EL NACIMIENTO DE LA CONGREGACIÓN DE LOS SAGRADOS CORAZONES

EL NACIMIENTO DE LA CONGREGACIÓN DE LOS SAGRADOS CORAZONES

Con motivo del 50 aniversario de la creación de nuestra parroquia de los Sagrados Corazones el profesor Manuel Leál Lobón pronunció una conferencia sobre los orígenes de la Congregación de los Sagrados Corazones. El auditorio estuvo bastante concurrido. Transcribimos el texto …

Con motivo del 50 aniversario de la creación de nuestra parroquia de los Sagrados Corazones el profesor Manuel Leál Lobón pronunció una conferencia sobre los orígenes de la Congregación de los Sagrados Corazones. El auditorio estuvo bastante concurrido …

 

EL NACIMIENTO DE LA CONGREGACIÓN DE LOS SAGRADOS CORAZONES

 


Sobre este periodo inicial de la historia de nuestra Congregación, es decir, de la época de los Fundadores: José María Coudrin y Enriqueta Aymer, se ha escrito suficiente. Y aunque se toma  1800 como el año de la fundación de la Congregación, no podemos olvidar los acontecimientos que tuvieron lugar con anterioridad a esta fecha, que constituyen el contexto histórico del nacimiento de nuestra familia religiosa.

 

Congregación de los SS.CC. nace y da sus primeros pasos en medio de una gran tormenta, un mundo convulso, como fue la Revolución Francesa. Un poco antes del estallido revolucionario, cuando el Antiguo Régimen apenas si podía sostenerse en medio de graves tensiones sociales y económicas; el 11 de agosto de 1767, nacía Enriqueta Aymer, en el seno de una familia de la nobleza rural. Fue educada acorde con su posición social. Un año más tarde, 1 de marzo de 1768, nacería Pedro Coudrin, hijo de campesinos, en su educación jugó un papel importante un tío suyo sacerdote, hermano de su madre. Con 17 años ingresó en la Universidad de Poitiers, donde cursó Filosofía y con 19 comenzó sus estudios de Teología. En 1790, con 22 años, recibe las órdenes menores y el subdiaconado.
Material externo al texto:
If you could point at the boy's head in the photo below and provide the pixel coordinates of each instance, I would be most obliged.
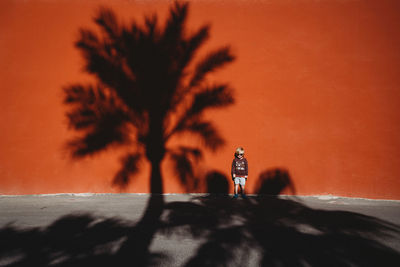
(239, 152)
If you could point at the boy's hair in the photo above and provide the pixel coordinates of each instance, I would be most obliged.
(239, 150)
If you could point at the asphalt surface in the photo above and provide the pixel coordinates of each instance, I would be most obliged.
(201, 230)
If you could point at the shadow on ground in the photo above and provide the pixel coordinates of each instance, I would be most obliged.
(266, 231)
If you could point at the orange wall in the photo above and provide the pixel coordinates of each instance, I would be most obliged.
(317, 87)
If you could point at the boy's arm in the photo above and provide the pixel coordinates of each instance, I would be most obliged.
(246, 167)
(233, 174)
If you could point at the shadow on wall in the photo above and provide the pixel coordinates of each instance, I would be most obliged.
(270, 182)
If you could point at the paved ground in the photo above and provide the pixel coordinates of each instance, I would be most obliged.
(200, 230)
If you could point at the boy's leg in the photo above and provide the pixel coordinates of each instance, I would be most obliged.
(236, 191)
(243, 191)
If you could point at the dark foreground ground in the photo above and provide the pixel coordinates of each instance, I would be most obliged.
(200, 230)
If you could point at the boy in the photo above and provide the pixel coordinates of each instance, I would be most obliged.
(239, 171)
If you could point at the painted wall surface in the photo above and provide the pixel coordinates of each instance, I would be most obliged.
(317, 94)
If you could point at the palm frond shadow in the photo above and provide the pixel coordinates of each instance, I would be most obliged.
(279, 232)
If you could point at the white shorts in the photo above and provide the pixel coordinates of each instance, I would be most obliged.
(240, 180)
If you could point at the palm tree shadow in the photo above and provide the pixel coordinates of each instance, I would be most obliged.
(149, 88)
(75, 240)
(271, 231)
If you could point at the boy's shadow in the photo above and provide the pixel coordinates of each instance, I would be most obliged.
(263, 230)
(270, 231)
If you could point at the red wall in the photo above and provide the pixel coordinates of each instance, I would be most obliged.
(317, 88)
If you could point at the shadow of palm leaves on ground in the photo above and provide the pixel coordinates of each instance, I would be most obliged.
(279, 233)
(150, 88)
(259, 231)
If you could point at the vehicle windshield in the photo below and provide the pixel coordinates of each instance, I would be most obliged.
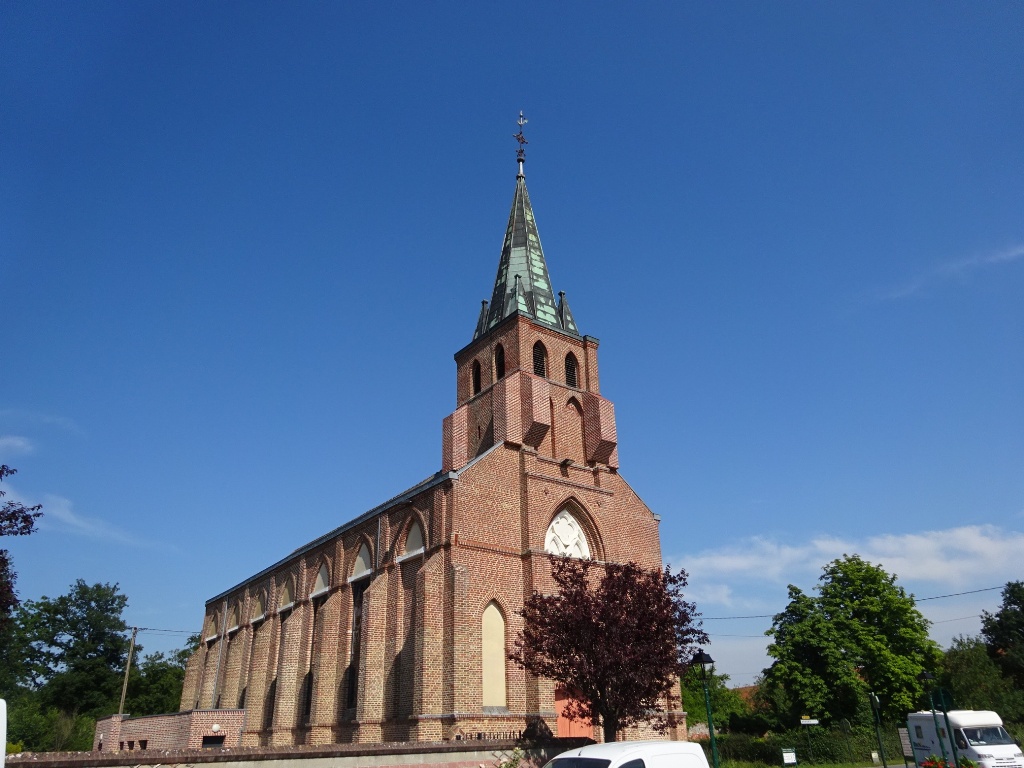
(987, 735)
(570, 762)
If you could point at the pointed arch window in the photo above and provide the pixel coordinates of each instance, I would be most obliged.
(323, 583)
(211, 631)
(493, 656)
(476, 377)
(499, 361)
(363, 564)
(540, 359)
(565, 537)
(287, 599)
(570, 371)
(414, 540)
(258, 612)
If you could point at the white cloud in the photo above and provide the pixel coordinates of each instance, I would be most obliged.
(58, 516)
(955, 558)
(749, 579)
(11, 444)
(36, 417)
(949, 270)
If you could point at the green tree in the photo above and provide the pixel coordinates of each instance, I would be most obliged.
(725, 702)
(77, 648)
(617, 638)
(1004, 632)
(155, 686)
(860, 633)
(976, 681)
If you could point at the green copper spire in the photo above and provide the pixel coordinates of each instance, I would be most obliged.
(522, 284)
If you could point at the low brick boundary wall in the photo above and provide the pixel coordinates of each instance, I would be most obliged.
(467, 754)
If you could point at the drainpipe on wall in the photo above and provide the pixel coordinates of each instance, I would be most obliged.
(220, 653)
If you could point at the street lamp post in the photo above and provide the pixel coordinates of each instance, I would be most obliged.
(707, 664)
(877, 709)
(929, 679)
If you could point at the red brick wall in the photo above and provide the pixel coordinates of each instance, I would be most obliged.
(420, 666)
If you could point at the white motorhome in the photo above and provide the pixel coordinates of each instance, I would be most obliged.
(978, 734)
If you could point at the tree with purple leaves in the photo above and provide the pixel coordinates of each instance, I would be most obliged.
(617, 636)
(15, 519)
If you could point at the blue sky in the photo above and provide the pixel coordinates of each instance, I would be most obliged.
(240, 244)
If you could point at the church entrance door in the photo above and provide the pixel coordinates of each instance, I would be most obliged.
(566, 727)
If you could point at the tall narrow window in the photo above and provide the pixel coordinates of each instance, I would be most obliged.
(499, 361)
(358, 588)
(570, 370)
(493, 656)
(287, 598)
(363, 562)
(540, 359)
(323, 583)
(414, 540)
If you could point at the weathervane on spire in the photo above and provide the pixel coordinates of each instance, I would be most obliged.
(520, 154)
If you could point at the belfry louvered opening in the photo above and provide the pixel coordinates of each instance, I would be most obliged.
(570, 371)
(540, 359)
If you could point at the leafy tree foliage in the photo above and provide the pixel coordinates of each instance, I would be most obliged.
(860, 633)
(976, 681)
(615, 635)
(77, 648)
(15, 519)
(1004, 632)
(61, 666)
(726, 704)
(155, 685)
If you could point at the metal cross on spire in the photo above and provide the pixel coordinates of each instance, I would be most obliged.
(520, 154)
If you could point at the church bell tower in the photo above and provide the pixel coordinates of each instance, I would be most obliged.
(528, 378)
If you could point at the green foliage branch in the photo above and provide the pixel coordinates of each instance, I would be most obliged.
(861, 633)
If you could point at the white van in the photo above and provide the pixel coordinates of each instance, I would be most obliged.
(978, 733)
(633, 755)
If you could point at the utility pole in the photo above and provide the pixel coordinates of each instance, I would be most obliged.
(124, 688)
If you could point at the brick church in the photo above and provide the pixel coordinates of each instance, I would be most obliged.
(395, 626)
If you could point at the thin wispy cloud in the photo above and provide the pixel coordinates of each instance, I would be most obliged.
(59, 516)
(952, 559)
(949, 270)
(36, 417)
(11, 444)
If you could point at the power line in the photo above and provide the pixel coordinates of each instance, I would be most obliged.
(918, 599)
(957, 594)
(170, 632)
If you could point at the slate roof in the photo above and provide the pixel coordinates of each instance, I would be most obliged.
(523, 285)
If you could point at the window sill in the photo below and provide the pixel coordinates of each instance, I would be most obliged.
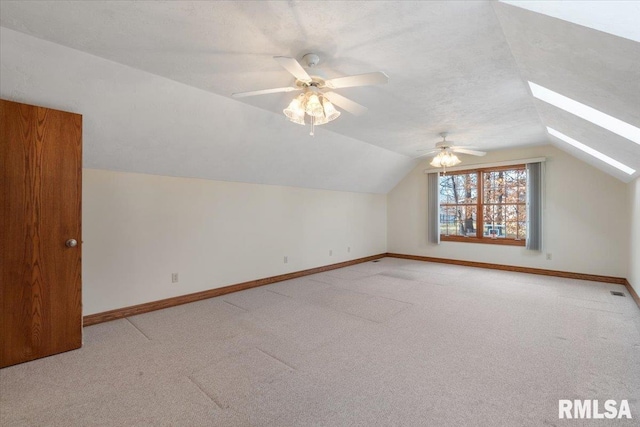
(484, 240)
Pero en 1791, los padres ‘lazaristas’ (Sacerdotes de la Misión de San Vicente de Paúl), formadores del teologado, fueron obligados a abandonar el Seminario a causa de la Revolución. Pedro Coudrin, ya ordenado Diácono, obtuvo autorización para recibir el Presbiterado de manos de algún obispo que estuviera en comunión con Roma.
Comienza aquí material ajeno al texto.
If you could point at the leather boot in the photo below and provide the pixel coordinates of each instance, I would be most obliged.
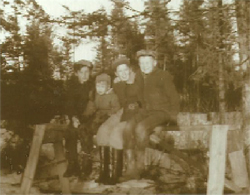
(86, 167)
(73, 169)
(117, 166)
(131, 170)
(104, 175)
(140, 162)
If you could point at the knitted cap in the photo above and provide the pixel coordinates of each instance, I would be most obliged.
(103, 77)
(81, 63)
(146, 53)
(119, 61)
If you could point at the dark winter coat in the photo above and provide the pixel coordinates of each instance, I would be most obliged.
(107, 103)
(78, 96)
(159, 92)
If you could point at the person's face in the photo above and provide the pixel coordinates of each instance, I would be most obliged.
(83, 74)
(101, 87)
(147, 64)
(122, 71)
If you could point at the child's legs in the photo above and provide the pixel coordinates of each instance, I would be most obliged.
(104, 131)
(129, 134)
(146, 126)
(116, 136)
(71, 137)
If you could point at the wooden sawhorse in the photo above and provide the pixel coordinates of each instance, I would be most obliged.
(42, 131)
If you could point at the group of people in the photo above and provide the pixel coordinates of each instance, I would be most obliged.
(121, 114)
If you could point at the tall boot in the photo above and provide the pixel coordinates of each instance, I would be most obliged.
(117, 165)
(140, 162)
(104, 175)
(131, 170)
(86, 167)
(73, 169)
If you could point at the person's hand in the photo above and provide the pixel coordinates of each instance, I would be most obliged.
(75, 122)
(90, 109)
(117, 80)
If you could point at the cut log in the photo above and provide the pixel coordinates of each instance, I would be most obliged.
(183, 119)
(239, 169)
(217, 162)
(30, 168)
(198, 119)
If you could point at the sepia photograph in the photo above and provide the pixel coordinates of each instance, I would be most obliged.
(125, 97)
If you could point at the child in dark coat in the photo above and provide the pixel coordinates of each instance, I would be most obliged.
(160, 105)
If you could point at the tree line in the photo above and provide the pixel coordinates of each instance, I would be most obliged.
(197, 44)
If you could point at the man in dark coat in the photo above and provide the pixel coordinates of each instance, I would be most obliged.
(160, 106)
(79, 89)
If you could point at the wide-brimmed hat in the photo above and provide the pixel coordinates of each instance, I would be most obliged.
(81, 63)
(146, 53)
(119, 61)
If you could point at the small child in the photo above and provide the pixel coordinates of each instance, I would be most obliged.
(106, 101)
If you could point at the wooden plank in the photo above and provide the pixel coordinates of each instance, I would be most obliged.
(189, 139)
(217, 161)
(235, 141)
(206, 127)
(232, 186)
(61, 168)
(239, 169)
(33, 159)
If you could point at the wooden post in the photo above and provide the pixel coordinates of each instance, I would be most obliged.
(217, 162)
(61, 167)
(30, 169)
(239, 168)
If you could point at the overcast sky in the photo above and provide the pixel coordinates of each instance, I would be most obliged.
(86, 50)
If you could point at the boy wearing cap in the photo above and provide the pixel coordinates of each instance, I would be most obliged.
(160, 105)
(79, 89)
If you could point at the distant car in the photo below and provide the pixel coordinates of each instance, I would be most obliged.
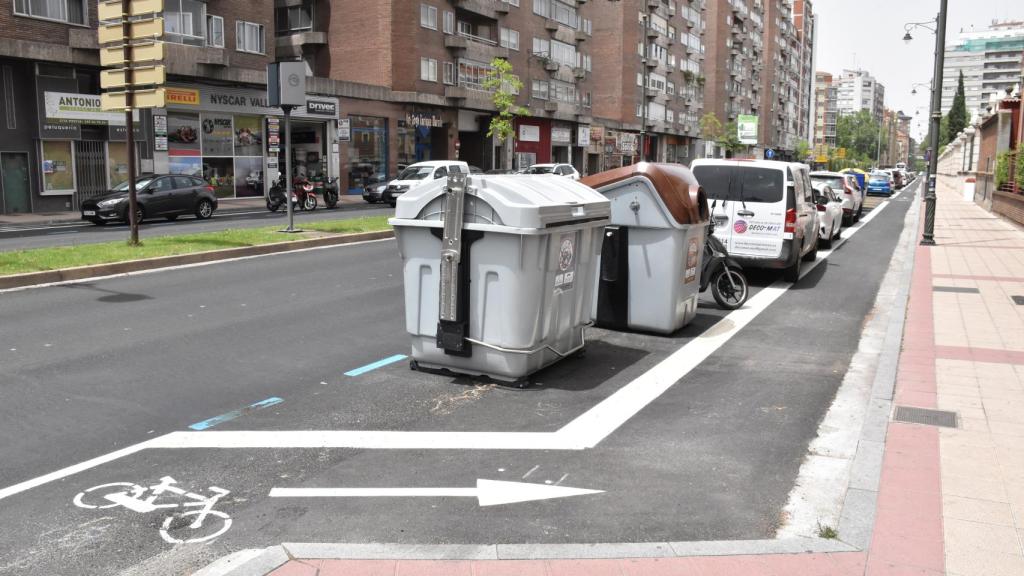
(829, 206)
(169, 196)
(558, 169)
(419, 173)
(880, 183)
(846, 186)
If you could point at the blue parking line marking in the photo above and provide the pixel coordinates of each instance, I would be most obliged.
(236, 413)
(376, 365)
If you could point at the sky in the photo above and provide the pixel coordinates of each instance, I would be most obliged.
(868, 34)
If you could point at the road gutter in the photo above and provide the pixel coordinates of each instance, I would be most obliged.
(49, 278)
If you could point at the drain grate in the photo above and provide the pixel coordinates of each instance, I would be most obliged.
(924, 416)
(955, 289)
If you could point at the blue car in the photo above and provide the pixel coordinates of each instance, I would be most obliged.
(879, 184)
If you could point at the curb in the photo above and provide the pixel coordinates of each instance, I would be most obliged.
(114, 269)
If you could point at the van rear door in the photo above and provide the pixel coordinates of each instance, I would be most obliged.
(752, 199)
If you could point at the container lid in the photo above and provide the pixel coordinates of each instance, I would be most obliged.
(510, 200)
(674, 183)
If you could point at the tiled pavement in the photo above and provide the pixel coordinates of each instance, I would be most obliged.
(951, 500)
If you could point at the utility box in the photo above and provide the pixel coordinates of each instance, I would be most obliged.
(499, 271)
(651, 255)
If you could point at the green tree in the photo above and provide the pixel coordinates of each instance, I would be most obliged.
(504, 85)
(956, 119)
(858, 133)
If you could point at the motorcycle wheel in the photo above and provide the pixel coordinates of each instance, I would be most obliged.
(723, 291)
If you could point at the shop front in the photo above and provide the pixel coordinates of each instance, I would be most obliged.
(235, 140)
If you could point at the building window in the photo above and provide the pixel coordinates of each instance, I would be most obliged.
(510, 39)
(215, 32)
(70, 11)
(295, 18)
(428, 70)
(428, 16)
(184, 22)
(249, 37)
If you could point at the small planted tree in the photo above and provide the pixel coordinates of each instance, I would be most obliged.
(504, 86)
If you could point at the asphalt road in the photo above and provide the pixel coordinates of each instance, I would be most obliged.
(96, 367)
(26, 237)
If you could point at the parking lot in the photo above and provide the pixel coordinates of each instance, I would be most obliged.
(287, 374)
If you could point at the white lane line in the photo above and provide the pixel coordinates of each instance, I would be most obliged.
(585, 432)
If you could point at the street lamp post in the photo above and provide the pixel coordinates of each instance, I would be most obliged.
(928, 238)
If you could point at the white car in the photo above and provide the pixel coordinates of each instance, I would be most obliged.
(420, 173)
(847, 188)
(829, 206)
(558, 169)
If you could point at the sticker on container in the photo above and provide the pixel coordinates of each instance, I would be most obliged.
(566, 262)
(691, 260)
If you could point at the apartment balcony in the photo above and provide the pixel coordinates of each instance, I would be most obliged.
(475, 47)
(487, 8)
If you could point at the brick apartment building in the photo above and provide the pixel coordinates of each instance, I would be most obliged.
(674, 75)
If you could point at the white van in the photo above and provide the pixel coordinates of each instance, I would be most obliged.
(764, 211)
(420, 173)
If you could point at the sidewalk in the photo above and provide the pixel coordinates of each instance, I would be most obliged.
(950, 499)
(225, 206)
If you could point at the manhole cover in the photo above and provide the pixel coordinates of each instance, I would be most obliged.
(925, 416)
(955, 289)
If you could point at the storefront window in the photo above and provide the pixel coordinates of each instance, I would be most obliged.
(367, 152)
(117, 163)
(58, 172)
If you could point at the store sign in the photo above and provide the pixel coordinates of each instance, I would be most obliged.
(428, 120)
(528, 133)
(322, 108)
(83, 109)
(583, 135)
(747, 128)
(182, 96)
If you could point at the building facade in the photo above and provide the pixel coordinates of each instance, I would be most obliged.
(859, 90)
(990, 60)
(672, 69)
(825, 113)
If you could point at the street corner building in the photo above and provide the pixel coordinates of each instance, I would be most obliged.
(394, 82)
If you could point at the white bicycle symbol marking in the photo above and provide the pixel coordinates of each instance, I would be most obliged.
(131, 495)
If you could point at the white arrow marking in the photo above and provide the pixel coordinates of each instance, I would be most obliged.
(487, 492)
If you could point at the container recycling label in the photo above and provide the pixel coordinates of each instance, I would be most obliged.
(565, 277)
(691, 261)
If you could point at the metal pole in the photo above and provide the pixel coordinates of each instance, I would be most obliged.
(646, 80)
(130, 123)
(928, 239)
(288, 168)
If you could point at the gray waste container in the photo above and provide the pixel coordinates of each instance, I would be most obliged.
(651, 253)
(499, 271)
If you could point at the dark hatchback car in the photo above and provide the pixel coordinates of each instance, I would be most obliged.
(166, 196)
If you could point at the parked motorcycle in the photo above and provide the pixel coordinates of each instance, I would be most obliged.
(721, 273)
(329, 190)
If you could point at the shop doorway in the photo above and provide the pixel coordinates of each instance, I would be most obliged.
(90, 170)
(14, 181)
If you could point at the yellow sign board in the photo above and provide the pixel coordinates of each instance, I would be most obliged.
(140, 76)
(142, 98)
(137, 30)
(142, 52)
(112, 10)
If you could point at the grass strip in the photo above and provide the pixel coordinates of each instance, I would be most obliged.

  Las crecientes tensiones sociales y económicas habían forzado a Luis XVI a convocar los Estados Generales para el 5 de mayo de 1789. Comenzaba el movimiento revolucionario, que en principio no iba contra la Iglesia, la religión o el clero. Aunque la Asamblea Constituyente tomara medidas para corregir los abusos de la Iglesia, sobre todo, en materia económica; fueron muchos los católicos: laicos y clérigos, que aplaudieron la Declaración de los Derechos del hombre y del ciudadano (1789). Pero muy pronto se tomaron medidas más radicales contra la Iglesia, como fueron la nacionalización los todos los bienes temporales de la iglesia para combatir la pobreza del pueblo, la promulgación de la Constitución Civil del Clero que convertía a la Iglesia en una Iglesia del Estado y se obligó a los sacerdotes a hacer el juramento de acatar dicha Constitución. Después de unos meses de indecisión por parte de la Santa Sede, el Papa condenará este juramento. Fueron muchos los sacerdotes que se retractaron del juramento hecho con anterioridad y junto a los que previamente se habían negado a jurar, constituyeron la Iglesia fiel a Roma abocada necesariamente a la clandestinidad y a la persecución.

 

En nombre de los principios revolucionarios se vieron afectadas la libertad de conciencia, de fe y la organización de la Iglesia. Así comenzaba la resistencia de los sacerdotes franceses no juramentados que se vieron obligados a trabajar pastoralmente en la clandestinidad. Y fueron perseguidos, exiliados y, con frecuencia, condenados a muerte. La Revolución comenzó a tomar medidas cada vez más extremas contra la Iglesia. Ante el peligro de una invasión militar extranjera a favor de la monarquía y de los posibles apoyos interiores de ésta, el Estado decidió que todos los movimientos contrarrevolucionarios, principalmente la nobleza y el clero, fueran considerados fuera de la ley, siguiendo la nueva Constitución francesa promulgada en 1791.

 

En 1792, la revolución llegó a su fase más cruda que culminó en el Terror. La Convención Nacional encarceló al Rey y declaró la República. Más de 40.000 sacerdotes fueron amenazados con la deportación. En París fueron masacrados más de un millar de prisioneros políticos, muchos de ellos eran sacerdotes. Unos meses más tarde, en 1793, moría decapitado Luis XVI; y en 1794 se impuso el régimen de Terror de la mano de Robespierre, centenares de personas fueron guillotinadas en los meses posteriores.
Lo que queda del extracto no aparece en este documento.